Ungar did, however, receive some prominent support. A letter arrived from his former mentor, Rabbi Leo Baeck. “I think you will mean something in South Africa, and open a new way … Please do not be afraid of the Big Brother; mostly the Younger Brother does carry the day. Nor be worried about polemics, polemics prove that we are alive.”[xxv]

Despite such encouragement from far away, Ungar decided to leave[xxvi]. The Temple management, despite their differences with the rabbi, were stunned when he announced his planned departure, and begged him to stay on. When it became apparent that he had made up his mind, they asked for six months’ notice to arrange for a successor. This he agreed to. [xxvii]

Meanwhile, the political controversies continued. The rabbi was one of seven speakers at a meeting on 13 November 1956, at the Feathermarket Hall in Port Elizabeth, which drew an audience of 750. Messages of solidarity were read out from the likes of Liberal Party leader Alan Paton, then at the height of his fame as author of “Cry the Beloved Country”. But it was Ungar’s speech which made the headlines. The Evening Post reported that he had warned white residents of the better-class suburbs of Summerstrand, Parson’s Hill and Mill Park, “who were watching and doing nothing” that retribution was bound to come over their inaction.
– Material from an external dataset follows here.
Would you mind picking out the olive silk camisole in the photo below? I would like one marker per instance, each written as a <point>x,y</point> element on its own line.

He described how Hungarian Jews had been driven into the ghettoes by the Nazis, and how he was seeing something similar again, “under our eyes and with our connivance”.[xxviii]
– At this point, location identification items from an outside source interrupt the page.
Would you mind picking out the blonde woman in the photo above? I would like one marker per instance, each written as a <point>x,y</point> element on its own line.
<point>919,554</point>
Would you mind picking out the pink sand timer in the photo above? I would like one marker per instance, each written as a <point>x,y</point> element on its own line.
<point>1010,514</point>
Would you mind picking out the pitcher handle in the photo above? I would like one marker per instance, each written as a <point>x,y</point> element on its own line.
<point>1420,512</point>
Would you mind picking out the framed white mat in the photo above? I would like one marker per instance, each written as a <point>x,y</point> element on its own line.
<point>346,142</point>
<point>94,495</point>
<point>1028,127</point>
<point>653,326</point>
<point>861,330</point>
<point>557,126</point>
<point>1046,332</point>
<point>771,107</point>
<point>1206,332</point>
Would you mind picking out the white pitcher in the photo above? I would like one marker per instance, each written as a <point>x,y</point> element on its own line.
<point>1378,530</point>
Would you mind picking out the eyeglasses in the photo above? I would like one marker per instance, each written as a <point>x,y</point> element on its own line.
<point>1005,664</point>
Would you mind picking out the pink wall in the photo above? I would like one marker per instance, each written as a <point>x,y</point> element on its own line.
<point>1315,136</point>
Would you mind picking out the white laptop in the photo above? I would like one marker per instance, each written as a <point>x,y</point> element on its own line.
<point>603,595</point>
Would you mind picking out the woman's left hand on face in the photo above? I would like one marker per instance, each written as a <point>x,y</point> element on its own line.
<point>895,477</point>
A more explosive report appeared in the Afrikaans newspapers, Die Burger and Oosterlig. “Rabbi says Hitler Marches Again in South Africa.” The article began: “Race hatred is an abomination and the Group Areas Act is a despicable abomination, said Rabbi A Unger on Monday evening in Port Elizabeth at a protest meeting. This was one of the vicious attacks by seven speakers at the Feather Market Hall on the Group Areas Act … the audience, which consisted of a small group (klompie) of white men and women among hundreds of natives, Asians and Coloureds, greeted the attacks with applause and jeering laughter … Rabbi Unger said that Hitler was once again on the march in the Transvaal, Natal, the Cape and in the ironically named Free State …”[xxix]

The article drew a response in Oosterlig from “Jewish Reader” of Port Elizabeth, who was at pains to distance the Jewish community from the rabbi. “I want to state only that this rabbi represents only a very small section of the Jewish community in Port Elizabeth, namely the “Reformed Jewish Church” and that his behaviour is not approved of even by his followers … the use of the word ‘rabbi’ in your report is of course, not incorrect, yet most misleading, as the largest section of the Jewish community in South Africa do not voice Rabbi Ungar’s opinions and do not belong to his sort of church.”[xxx]
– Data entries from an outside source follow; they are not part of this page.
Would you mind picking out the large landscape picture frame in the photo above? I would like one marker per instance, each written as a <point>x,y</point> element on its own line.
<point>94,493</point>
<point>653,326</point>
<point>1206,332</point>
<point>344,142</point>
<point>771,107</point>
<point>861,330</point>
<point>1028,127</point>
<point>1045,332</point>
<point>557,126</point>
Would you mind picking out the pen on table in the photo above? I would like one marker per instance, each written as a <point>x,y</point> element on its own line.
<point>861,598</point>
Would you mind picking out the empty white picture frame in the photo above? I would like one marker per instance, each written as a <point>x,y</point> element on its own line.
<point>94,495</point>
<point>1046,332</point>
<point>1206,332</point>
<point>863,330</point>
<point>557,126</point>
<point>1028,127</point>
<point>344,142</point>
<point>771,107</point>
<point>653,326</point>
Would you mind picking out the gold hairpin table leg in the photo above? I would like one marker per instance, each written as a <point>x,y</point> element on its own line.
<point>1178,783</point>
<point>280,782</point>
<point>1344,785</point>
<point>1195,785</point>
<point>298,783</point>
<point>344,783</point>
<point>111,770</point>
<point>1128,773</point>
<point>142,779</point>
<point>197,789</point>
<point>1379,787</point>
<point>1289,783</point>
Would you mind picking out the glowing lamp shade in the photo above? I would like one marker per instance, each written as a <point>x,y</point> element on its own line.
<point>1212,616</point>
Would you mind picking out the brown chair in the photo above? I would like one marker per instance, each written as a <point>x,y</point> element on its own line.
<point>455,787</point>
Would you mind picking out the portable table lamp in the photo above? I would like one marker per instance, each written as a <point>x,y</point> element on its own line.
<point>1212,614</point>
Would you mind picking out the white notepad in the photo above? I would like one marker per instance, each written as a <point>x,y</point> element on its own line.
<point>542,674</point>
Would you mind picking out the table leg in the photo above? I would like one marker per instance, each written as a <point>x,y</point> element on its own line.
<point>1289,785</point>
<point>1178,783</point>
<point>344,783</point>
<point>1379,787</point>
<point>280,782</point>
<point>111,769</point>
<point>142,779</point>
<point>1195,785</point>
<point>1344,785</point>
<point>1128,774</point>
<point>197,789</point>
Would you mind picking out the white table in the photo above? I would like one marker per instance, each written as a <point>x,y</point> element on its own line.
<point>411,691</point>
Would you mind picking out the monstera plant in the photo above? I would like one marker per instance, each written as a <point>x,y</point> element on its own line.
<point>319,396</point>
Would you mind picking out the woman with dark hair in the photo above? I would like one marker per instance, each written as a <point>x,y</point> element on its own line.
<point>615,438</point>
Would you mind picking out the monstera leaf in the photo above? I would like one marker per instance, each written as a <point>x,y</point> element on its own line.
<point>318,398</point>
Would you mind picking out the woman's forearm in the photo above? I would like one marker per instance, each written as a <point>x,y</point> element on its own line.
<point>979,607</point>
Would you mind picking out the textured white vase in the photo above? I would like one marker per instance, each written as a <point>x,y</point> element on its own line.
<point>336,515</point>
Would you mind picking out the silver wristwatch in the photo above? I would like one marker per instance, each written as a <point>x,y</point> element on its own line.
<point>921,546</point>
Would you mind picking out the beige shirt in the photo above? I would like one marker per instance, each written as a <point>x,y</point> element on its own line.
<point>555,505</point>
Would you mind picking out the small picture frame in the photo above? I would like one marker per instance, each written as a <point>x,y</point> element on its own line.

It may have been the Hitler reference that finally sealed the rabbi’s fate. On the 10th of December, the Eastern Province Herald announced prominently on its front page “City Rabbi Ordered to Leave Country”. The report said a letter from the Secretary of the Interior had been delivered to the secretary of the Temple Israel congregation, announcing that Rabbi Ungar had until 15 January 1957 to leave the country. The letter read: “By Direction of the Honourable the Minister of the Interior, I have to inform you that … you are hereby ordered to leave the Union of South Africa not later than the 15th of January 1957 … If you fail to comply with this notice, you will be guilty of an office and liable on conviction to a fine not exceeding £100, or in default of payment of the fine, to imprisonment for a period not exceeding six months.”[xxxi]

Rabbi Ungar pointed out some curious features to the deportation order. The first was that it was common knowledge, reported in the press, that the rabbi planned to leave at the end of January. The deportation order was therefore unnecessary. The second oddity was that the order was delivered first to the synagogue committee, and only followed later with a letter to the rabbi. The obvious conclusion, he said, was that the deportation was a deliberate attempt to intimidate the Jewish community “if not into active conformity, then at least into a fearsome silence”.[xxxii]

The organised Jewish community found itself with a dilemma. On the one hand, it wished to distance itself from the troublesome rabbi; on the other, it did not wish to be seen as overly supportive of a political party which had shown no great kindness to Jews. There had also, in recent months, been pressure from the Afrikaans press on an old theme, that Jews were not patriotic citizens.

In February 1955, the political correspondent of Die Transvaler wrote that “The question occurred to me whether the Jews are not abusing the safety of South Africa. They live well here and they do not complain … If they cherish love for South Africa and have ideas about South Africa, as befits South African citizens, they show it very seldom indeed.” In November, the columnist “Dawie” in Die Burger (a pen-name, usually for the editor himself), wrote: “I want to go further and ask whether the Jewish community as South Africans do not support the Government against the interference policy of the UN … Will the South African Jews use the unquestionable influence they have in Israel to present the South African case and recruit support there for South Africa just as they recruit support for Israel over here?”[xxxiii]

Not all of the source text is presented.